A blog post by Kathryn Slover
What Is Web Archiving and How Do We Preserve A Website?
Web archiving is the process of collecting websites and the information that they contain from the World Wide Web, and preserving these in an archive. Web archiving is a similar process to traditional archiving of paper documents. The information is selected, stored, preserved and made available to the public. Websites are archived through web crawls, which capture digital snapshots of a website at the time of the crawl. The South Carolina Department of Archives and History (SCDAH) uses an automated web crawler operated by the Internet Archive to preserve state agency websites. The Internet Archive is a 501(c)(3) non-profit founded in 1996 with the purpose of offering permanent access to collections that exist in digital format. In fall of 2005, the Internet Archive began pilot testing their new subscription service, Archive-It, which allows institutions to build, manage and search their own unique web archives. The South Carolina Department of Archives and History began using Archive-It in 2007 to archive state agency websites. The South Carolina State Government Website Archives allows you to view South Carolina state agency websites from past dates, providing free and open access to the information long after the sites have changed on the live web.
What Do State Agency Website Archives Contain?
The South Carolina State Government Website Archives is composed of websites created by the state agencies of South Carolina’s government. These websites contain a number of digital assets including but not limited to: minutes taken at the meetings of Boards and Commissions; photographs and video of significant events in the state’s history; state-wide statistics; governmental policies; and other significant and related records. When seen as a whole, the South Carolina Government Website Archives documents the state's information and educational priorities, and also shows the development of the government's web presence over time.
How Do You Search the South Carolina State Government Website Archives?
There are two ways to search the South Carolina State Government Website Archives. The first is through the South Carolina Electronic Records Archive (SCERA). On the SCERA home page mouse over to the navigation bar on the right hand side labeled “In This Section.” Click on “Web Site Archives.” Under “Web Site Archives,” you can view an introduction to the South Carolina State Government Website Archives or click on one of the collections. View an example below.
Archived websites are separated into 4 collections or categories: (1) Governor, Cabinet Agencies, and Misc. Sites, (2) State Agencies A-L, (3) State Agencies M-Z, and (4) South Carolina Redistricting Websites, 2001-2011. SCERA provides a list of state agency websites that has been captured since 2007. For example, if you click on the link for the Office of the Governor Website from 2011 to the present you will be able to see all the website captures from that time period. You can click on any of the dates to see what the Governor’s website looked like on that day and the information it provided.
The second way to search is through the Archive-It website. Archive-It allows you to narrow your search by subject, date, and keyword searches.
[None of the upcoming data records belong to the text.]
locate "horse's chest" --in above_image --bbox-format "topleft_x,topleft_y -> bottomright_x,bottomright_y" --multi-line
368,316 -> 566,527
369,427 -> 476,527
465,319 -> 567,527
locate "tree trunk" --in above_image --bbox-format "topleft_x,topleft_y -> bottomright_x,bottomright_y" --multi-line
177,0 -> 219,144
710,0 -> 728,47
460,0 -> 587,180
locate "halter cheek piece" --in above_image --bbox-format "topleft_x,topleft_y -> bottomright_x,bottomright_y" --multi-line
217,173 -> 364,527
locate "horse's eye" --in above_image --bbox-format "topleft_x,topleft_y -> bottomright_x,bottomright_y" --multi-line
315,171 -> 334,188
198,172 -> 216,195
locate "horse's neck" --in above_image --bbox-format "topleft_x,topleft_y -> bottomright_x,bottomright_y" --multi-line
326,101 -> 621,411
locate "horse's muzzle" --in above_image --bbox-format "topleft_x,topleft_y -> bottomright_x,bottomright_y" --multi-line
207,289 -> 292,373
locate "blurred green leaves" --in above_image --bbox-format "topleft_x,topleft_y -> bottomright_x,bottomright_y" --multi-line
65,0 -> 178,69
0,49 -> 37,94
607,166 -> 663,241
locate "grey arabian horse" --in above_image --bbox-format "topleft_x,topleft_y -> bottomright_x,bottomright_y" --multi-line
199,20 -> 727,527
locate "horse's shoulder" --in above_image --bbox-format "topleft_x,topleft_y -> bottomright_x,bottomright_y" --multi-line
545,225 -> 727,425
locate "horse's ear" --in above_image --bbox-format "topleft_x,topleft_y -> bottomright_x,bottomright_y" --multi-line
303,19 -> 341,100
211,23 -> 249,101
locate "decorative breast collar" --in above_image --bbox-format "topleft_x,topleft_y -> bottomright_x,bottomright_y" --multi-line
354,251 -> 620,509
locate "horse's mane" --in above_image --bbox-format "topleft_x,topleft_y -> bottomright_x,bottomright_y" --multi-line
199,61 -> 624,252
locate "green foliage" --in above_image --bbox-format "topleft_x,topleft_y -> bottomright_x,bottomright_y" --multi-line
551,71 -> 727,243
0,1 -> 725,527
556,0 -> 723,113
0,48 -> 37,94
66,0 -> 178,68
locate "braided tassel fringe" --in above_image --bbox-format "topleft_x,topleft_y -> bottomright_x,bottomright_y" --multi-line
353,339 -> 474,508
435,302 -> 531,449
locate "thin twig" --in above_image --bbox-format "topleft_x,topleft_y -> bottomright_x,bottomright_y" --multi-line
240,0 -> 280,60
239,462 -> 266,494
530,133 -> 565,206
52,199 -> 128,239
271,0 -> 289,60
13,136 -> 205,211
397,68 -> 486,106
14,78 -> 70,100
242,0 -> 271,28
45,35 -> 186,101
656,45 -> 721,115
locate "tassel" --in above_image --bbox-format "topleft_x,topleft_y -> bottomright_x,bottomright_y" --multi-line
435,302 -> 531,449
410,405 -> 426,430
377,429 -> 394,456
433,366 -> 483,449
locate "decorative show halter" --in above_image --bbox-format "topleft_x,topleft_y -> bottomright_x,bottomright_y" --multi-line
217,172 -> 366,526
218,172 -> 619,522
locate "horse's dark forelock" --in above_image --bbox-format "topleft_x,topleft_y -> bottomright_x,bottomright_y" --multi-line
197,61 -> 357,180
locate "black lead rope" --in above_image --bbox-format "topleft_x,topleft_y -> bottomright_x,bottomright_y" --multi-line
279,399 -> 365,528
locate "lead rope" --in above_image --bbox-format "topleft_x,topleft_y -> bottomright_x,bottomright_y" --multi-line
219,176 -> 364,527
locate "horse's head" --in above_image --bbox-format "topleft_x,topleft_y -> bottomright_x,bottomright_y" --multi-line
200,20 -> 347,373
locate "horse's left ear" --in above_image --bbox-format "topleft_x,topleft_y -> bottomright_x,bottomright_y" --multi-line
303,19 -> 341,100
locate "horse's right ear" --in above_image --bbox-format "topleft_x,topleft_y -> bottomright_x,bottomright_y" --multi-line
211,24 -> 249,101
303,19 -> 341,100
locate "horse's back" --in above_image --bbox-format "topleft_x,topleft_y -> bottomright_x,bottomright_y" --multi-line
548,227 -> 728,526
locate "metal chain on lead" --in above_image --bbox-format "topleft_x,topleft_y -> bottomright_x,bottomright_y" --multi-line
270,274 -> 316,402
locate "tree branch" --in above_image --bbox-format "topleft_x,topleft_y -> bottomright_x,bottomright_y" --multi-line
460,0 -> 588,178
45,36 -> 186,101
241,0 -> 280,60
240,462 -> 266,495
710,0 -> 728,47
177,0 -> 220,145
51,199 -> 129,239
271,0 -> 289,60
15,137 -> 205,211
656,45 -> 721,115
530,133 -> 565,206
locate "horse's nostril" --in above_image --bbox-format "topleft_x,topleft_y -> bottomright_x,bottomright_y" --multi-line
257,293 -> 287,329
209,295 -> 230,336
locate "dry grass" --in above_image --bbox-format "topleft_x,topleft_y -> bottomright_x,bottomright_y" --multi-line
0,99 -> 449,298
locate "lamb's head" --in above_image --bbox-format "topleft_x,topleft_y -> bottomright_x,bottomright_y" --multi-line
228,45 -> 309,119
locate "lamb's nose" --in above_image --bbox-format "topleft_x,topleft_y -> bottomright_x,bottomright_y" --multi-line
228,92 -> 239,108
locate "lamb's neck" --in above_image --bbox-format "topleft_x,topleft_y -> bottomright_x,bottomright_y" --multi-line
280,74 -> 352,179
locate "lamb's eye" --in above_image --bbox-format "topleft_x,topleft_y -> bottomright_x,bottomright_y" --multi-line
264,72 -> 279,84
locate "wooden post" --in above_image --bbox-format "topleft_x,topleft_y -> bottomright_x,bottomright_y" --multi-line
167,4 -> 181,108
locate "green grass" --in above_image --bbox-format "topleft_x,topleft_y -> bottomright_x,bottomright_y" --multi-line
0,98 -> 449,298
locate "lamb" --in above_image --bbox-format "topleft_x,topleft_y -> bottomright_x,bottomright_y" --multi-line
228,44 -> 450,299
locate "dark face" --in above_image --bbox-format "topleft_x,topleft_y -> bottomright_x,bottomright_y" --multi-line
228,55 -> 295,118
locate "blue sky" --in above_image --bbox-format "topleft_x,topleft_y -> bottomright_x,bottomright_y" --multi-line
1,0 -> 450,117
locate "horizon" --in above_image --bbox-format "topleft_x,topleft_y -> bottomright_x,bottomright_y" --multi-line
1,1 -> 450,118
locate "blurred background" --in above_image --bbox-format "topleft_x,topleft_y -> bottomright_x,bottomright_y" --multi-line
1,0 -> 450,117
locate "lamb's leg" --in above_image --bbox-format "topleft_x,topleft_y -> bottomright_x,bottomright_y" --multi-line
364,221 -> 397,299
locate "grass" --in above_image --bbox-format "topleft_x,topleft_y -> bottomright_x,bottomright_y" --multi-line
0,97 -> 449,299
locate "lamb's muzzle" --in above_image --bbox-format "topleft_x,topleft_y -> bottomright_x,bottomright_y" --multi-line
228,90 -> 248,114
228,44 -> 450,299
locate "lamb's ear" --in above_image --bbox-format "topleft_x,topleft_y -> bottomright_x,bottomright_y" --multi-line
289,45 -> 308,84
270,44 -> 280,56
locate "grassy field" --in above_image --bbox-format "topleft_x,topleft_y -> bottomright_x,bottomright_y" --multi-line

This is helpful if you are looking to search the websites by subject rather than focusing on one single agency’s site. For example if you are looking for state agencies that deal with health in any capacity, you can simply type health in the search bar. Through Archive-It you can also search by collection or state agency. To search the Archive-It site for South Carolina state agency websites type South Carolina Department of Archives and History into the “Explore Collecting Organizations” search bar. The SCDAH organization page will come up and list the four collections available to search.
Why Is It Important To Crawl State Agency Websites?
Technology and website appearances have changed and will continue to change rapidly. In some cases websites can even lose data, both intentionally and accidentally. For example, Myspace, a popular social networking site in the 2000s lost 12 years of music uploads from its users in 2019 during a migration project. Websites like Facebook and Google have also either accidentally lost data or intentionally deleted it. The impermanence of the web has created a necessity to archive the information. In the case of state agency websites, archiving this material allows us to take a glance back long after the look of a website and information has been changed or removed. Websites are regularly updated and the information is constantly changing. It is essential to capture these records for preservation.
In addition to the information state agencies document, archiving this material is important because of its accessibility. Unlike traditional paper records we bring in at the Archives, this material is available to anyone with a computer and access to the internet. If someone is looking for Governor’s proclamations from 2007 and cannot make a trip to the Archives to look in the Governor’s papers, this information is available through captures of the Office of the Governor website.
The internet is a vital means of communication. In addition to reports, minutes, and policies, the state agency websites document leadership changes, current events in the state, agency initiatives, and other important information that might not be documented elsewhere. It is becoming more common for information to be published solely on the web. Websites are an essential part of how state government functions and document a state agency’s communication with the public. Through the Archive-It service, the SCDAH preserves and promotes access to the websites and records of all South Carolina state agencies.